$X$ in its one point compactification

Question

Suppose $X$ is a non-compact space, denote its one point compactification by $X^*$.

Since $X$ is open in $X$, thus $X$ is open in $X^*$, can I say $X$ is the interior of $X^*$? Moreover since $X$ is closed in $X$, is $X$ closed in $X^*$?

Answer 1

$X$ is non-compact iff $X$ is dense in $X^\ast$ (so the closure of $X$ is $X^\ast$) and so $X$ is not closed in $X^\ast$ in your case; if $X$ were closed in the compact space $X^\ast$ it would be compact itself.

$X$ is open in $X^\ast$, always.

Of course the interior of $X^\ast$ is $X^\ast$ (this is the largest open subset of $X^\ast$, trivial in any space).

Both statements follow directly from the definition of $X^\ast = X \cup \{\infty\}$, where $\infty \notin X$ and the topology on $X^\ast$ being given by $$\{A \subseteq X: A \text{ open in } X\} \cup \{ (X\setminus K) \cup \{\infty\}: K \subseteq X \text{ closed and compact}\}$$

Answer 2

No.

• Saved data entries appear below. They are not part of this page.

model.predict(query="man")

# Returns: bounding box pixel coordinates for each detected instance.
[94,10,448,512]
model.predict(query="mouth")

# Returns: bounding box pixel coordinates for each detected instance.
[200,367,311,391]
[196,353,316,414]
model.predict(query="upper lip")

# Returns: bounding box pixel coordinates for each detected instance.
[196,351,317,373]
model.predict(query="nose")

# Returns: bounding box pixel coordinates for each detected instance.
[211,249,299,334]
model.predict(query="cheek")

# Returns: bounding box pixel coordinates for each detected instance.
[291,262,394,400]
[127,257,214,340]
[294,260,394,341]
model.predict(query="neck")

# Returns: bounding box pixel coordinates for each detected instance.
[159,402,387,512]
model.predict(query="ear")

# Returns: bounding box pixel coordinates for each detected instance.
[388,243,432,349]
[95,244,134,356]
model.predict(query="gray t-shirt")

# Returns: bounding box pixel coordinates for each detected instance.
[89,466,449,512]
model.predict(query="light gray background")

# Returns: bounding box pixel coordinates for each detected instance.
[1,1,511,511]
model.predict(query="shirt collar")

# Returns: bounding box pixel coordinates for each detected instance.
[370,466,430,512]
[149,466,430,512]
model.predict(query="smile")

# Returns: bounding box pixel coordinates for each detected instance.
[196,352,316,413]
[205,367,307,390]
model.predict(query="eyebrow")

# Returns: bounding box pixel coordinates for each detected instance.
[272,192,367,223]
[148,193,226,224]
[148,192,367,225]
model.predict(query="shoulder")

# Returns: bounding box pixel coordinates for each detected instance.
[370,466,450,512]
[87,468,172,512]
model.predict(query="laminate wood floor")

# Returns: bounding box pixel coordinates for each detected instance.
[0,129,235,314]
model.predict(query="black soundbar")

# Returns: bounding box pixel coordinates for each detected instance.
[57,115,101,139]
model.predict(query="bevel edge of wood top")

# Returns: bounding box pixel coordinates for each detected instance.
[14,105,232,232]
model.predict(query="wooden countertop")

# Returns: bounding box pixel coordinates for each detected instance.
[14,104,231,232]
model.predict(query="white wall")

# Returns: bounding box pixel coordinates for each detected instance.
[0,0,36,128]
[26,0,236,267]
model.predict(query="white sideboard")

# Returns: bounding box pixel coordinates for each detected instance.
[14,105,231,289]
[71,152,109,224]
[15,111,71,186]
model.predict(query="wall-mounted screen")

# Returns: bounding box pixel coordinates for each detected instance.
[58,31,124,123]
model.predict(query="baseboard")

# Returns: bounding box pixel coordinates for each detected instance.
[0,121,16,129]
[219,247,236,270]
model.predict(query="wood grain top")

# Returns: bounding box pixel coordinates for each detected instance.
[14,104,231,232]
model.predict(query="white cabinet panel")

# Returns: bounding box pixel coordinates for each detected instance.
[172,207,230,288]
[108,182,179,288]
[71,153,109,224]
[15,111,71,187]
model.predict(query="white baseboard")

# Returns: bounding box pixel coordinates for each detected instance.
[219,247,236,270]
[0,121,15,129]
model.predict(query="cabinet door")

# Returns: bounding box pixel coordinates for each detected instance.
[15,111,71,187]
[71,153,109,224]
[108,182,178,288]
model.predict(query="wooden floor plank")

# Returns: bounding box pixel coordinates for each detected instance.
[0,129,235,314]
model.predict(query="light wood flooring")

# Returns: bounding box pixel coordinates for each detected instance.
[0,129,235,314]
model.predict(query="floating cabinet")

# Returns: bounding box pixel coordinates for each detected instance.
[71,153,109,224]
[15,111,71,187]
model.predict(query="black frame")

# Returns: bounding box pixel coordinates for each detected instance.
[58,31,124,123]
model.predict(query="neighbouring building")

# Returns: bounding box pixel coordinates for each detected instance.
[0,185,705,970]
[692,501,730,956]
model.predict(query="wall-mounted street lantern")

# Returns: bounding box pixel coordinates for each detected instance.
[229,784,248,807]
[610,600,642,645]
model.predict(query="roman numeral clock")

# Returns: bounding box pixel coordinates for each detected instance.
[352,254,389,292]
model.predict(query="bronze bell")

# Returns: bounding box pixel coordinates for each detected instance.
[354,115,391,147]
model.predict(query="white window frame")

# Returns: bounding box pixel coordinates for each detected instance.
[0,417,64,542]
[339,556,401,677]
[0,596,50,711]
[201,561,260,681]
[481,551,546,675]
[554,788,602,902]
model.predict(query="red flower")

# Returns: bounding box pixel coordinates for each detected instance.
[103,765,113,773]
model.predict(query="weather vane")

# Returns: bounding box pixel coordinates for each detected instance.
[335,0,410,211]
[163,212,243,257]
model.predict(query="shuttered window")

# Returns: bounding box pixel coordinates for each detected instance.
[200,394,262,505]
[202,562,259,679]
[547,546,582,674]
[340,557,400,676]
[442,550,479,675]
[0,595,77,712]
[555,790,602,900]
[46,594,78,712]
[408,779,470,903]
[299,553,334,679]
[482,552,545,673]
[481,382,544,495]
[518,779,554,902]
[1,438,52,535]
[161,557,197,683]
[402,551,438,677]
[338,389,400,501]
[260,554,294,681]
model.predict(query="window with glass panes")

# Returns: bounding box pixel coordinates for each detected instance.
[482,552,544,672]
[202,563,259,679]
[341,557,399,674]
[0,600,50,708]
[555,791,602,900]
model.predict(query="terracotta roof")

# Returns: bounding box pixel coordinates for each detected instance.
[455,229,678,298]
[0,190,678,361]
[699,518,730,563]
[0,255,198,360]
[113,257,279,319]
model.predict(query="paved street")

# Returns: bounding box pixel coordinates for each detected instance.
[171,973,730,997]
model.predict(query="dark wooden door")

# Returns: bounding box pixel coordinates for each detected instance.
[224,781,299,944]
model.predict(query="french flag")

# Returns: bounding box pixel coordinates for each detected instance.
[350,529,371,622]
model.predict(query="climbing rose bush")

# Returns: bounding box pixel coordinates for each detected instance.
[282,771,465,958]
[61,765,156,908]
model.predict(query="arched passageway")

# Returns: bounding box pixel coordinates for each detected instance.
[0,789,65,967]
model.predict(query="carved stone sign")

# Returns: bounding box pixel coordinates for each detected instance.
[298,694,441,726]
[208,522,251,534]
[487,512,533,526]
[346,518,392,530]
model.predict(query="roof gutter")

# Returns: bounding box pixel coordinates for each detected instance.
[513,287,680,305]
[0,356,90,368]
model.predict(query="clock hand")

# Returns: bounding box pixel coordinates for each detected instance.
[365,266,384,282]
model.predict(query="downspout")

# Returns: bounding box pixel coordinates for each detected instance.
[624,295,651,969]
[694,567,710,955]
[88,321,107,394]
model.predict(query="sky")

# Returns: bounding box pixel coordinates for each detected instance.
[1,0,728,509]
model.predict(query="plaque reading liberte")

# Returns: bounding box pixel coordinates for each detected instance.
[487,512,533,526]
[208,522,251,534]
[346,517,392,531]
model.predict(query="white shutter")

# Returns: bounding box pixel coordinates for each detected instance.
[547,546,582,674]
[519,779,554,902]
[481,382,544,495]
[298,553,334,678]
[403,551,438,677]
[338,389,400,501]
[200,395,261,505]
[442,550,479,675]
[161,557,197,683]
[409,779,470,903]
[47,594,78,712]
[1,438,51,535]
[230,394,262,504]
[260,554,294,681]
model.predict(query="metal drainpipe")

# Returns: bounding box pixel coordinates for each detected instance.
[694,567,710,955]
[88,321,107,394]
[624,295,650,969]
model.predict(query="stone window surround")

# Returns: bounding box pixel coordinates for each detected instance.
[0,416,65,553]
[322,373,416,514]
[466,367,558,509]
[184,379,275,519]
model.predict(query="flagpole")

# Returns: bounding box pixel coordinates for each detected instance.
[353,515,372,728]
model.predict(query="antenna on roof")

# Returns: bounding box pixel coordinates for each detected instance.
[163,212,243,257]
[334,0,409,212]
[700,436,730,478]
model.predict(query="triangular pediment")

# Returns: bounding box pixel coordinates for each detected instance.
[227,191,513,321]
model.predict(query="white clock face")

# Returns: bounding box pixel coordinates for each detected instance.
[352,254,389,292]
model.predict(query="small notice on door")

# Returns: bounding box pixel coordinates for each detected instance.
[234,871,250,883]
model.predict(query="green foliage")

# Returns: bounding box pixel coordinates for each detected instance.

Consider the one-point compactification of $\Bbb R^2$, the Riemann sphere.

And in general, if $X$ were clopen in $X^*$, then $X^*$ wouldn't be connected. This certainly isn't always true (I will have to think about whether it's ever true. Apparently you can compactify some discrete spaces, for instance.)

$X$ wouldn't be closed in $X^*$, because the "point at infinity" is a limit point of $X$ (not in $X$).